Rory Coulter, University College London
Housing has become central to public debates about population change. Perhaps the dominant perspective is that an accelerating crisis of housing access, affordability, quality and security is reshaping population dynamics across the Global North in a range of largely negative ways. These include (1) high housing costs preventing younger adults from leaving the parental home; (2) delayed and reduced fertility as a result of housing constraints; (3) cramped, poor quality and expensive homes damaging health; and (4) housing cost burdens making it difficult for some groups to migrate to advantageous areas to find work, progress in their career or access educational opportunities. Meanwhile, objections to immigration have focused on the opposite direction of causality, namely the possibility that an influx of new arrivals might raise housing prices.
Often these public debates are based either on scant evidence or on a partial and politicised reading of a complex and scattered body of findings. Synthesising what we do know about the connections between housing and a wide range of life course processes (while highlighting the huge amount we still don’t fully understand) was therefore one of my main motivations for writing Housing and Life Course Dynamics. I also wanted to inject a stronger focus on people and inequalities to the rather technocratic public debate about housing, which tends to prioritise markets, government actions and the ‘macro’ over the ‘micro’ of how exactly people navigate housing systems in the 21st century.
Fundamentally, Housing and Life Course Dynamics aims to show how who we are matters for our housing and how housing helps make us into who we are. To do this, the early chapters develop a modern life course framework for researching and formulating better policies around housing. Central to this framework is what I term the ‘life course toolbox’: a series of twelve sets of conceptual tools that can be drawn on, adapted, used in combination and/or added to in research projects. Examples of these twelve tools include cumulative development, duration, construction, synchronisation and cohort and period effects.
The rest of the book then uses these tools to synthesise what we know about the connections between housing careers and processes across four other life course domains: (1) family and household dynamics, (2) education, (3) work and money and (4) health, well-being and care. Throughout the book I show that housing inequalities both reflect and also amplify broader inequalities between social groups and between people living in different places. The final chapters concentrate on how these interactions are bound up with the changing social fabric of places and on sketching a future research agenda.

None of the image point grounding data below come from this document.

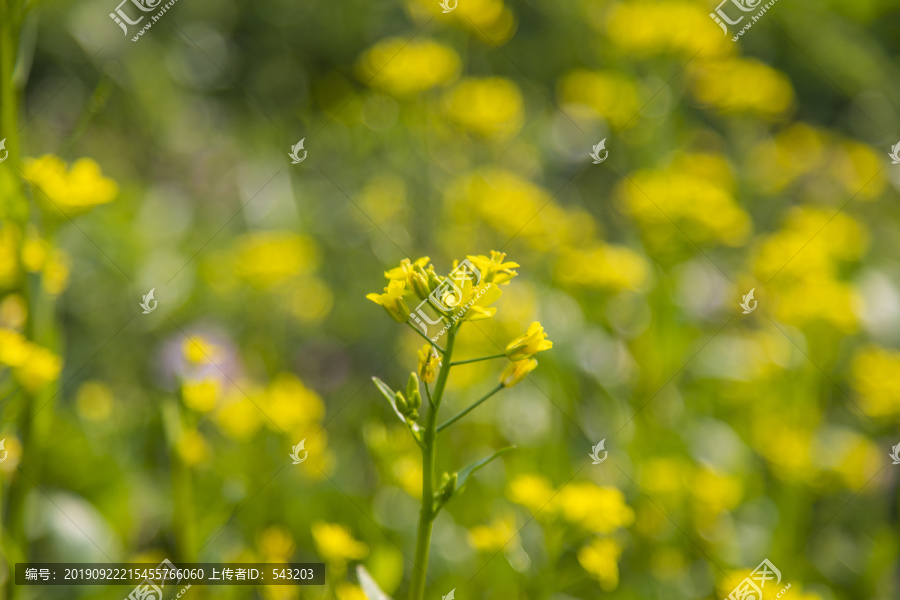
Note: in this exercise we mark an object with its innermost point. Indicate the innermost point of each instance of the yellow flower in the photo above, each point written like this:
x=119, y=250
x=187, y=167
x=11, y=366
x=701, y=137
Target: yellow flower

Overall, I hope Housing and Life Course Dynamics provides a window into the excellent work that population geographers — alongside colleagues working across many related fields — are today doing to generate new knowledge and insights about housing-related issues. I hope it also prompts us, as population geographers, to take housing a little more seriously when we think about and examine the dynamics of populations and their implications for social and spatial inequalities.